3. Keadilan yang Tertunda

Banyak korban konflik belum mendapatkan kompensasi yang layak. Proses pengakuan dan rekonsiliasi masih jalan di tempat. Lembaga KKR Aceh yang dibentuk untuk mencari keadilan transisi belum menjalankan mandatnya secara optimal karena minim dukungan politik dan anggaran.


Tantangan Masa Depan Aceh Damai

a. Mengatasi Ketimpangan dan Membangun Ekonomi Rakyat

Aceh harus meninggalkan pola pembangunan yang elitis. Dana Otsus perlu diarahkan untuk:

  • Penguatan ekonomi desa.
  • Pembinaan UMKM, koperasi syariah, dan pertanian modern.
  • Revitalisasi sektor pendidikan dan kesehatan.
  • Mengembangkan industri halal dan pariwisata berbasis budaya.

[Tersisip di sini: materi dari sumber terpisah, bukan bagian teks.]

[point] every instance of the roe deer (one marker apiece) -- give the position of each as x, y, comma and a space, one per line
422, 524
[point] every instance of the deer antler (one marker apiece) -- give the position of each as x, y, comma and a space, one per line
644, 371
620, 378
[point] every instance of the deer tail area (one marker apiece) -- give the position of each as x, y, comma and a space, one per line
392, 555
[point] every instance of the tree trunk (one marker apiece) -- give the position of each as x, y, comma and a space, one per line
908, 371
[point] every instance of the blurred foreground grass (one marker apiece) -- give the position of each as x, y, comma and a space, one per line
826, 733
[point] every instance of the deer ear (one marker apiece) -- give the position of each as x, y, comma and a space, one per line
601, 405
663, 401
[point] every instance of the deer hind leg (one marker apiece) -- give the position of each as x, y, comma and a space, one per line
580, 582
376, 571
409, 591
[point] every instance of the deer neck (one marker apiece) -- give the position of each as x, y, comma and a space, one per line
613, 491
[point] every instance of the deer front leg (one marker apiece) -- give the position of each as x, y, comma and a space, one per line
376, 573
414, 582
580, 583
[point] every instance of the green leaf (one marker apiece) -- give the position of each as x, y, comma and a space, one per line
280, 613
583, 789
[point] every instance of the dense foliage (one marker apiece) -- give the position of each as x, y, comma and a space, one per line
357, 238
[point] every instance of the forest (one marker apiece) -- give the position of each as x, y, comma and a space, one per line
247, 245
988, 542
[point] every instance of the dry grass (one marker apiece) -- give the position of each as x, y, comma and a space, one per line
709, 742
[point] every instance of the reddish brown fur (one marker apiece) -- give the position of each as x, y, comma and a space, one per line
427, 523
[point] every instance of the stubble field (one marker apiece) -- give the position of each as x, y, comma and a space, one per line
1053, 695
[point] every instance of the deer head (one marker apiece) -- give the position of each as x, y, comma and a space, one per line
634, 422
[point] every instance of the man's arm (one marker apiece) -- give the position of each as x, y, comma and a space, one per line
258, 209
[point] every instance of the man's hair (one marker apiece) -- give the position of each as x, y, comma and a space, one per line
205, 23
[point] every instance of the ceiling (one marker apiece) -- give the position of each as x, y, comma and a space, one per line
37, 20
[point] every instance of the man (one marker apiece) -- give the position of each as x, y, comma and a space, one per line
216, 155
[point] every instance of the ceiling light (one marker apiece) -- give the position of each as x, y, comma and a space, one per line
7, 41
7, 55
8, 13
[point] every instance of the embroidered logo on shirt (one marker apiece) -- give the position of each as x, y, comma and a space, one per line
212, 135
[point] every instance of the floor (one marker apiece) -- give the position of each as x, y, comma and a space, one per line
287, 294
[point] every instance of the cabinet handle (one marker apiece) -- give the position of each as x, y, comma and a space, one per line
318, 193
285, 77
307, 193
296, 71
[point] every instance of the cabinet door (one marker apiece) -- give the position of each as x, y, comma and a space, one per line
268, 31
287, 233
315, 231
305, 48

b. Reformasi Politik dan Etika Kepemimpinan

Perdamaian tidak cukup hanya dengan menghapus senjata, tetapi juga memerlukan etika dalam berpolitik:

  • Partai lokal harus dikritik dan dibenahi agar tidak menjadi kendaraan elit semata.
  • Kepemimpinan di Aceh harus visioner, tidak transaksional.
  • Kader muda perlu dilibatkan dalam perubahan, bukan sekadar menjadi pemilih.

c. Mendorong Rekonsiliasi dan Keadilan Transisi

Tidak ada damai yang benar-benar utuh tanpa keadilan:

  • Dukungan penuh terhadap Komisi Kebenaran dan Rekonsiliasi (KKR) Aceh harus diberikan oleh pemerintah daerah.
  • Pengakuan terhadap korban, pelurusan sejarah, dan rehabilitasi psikologis sangat penting.
  • Pendidikan perdamaian harus masuk ke dalam kurikulum sekolah dan dayah.

d. Menjaga Kesadaran Kolektif tentang Makna Damai

Generasi muda Aceh hari ini tidak mengalami langsung konflik, namun mereka harus diberi pemahaman yang benar:

  • Bahwa konflik membawa penderitaan, bukan kejayaan.
  • Bahwa damai adalah hasil perjuangan kolektif yang mahal.
  • Bahwa sumpah untuk merdeka tidak seharusnya kembali digaungkan di tengah sistem yang telah memberi ruang demokratis untuk perubahan.

Penutup: Damai Harus Dirawat, Bukan Dirusak

Sumpah “Aceh Merdeka” oleh segelintir oknum bukan sekadar provokasi, melainkan cermin dari luka yang belum ditangani secara utuh. Tetapi jalan ke belakang bukanlah solusi. Justru dari sinilah kita semua harus belajar: damai adalah proses, bukan produk jadi.

Tugas generasi hari ini adalah memastikan bahwa damai tidak hanya menjadi monumen, tapi menjadi gerakan—gerakan untuk keadilan, ekonomi rakyat, rekonsiliasi, dan politik etis.

Mari kita jaga Aceh. Bukan dengan senjata, tapi dengan akal sehat dan nurani.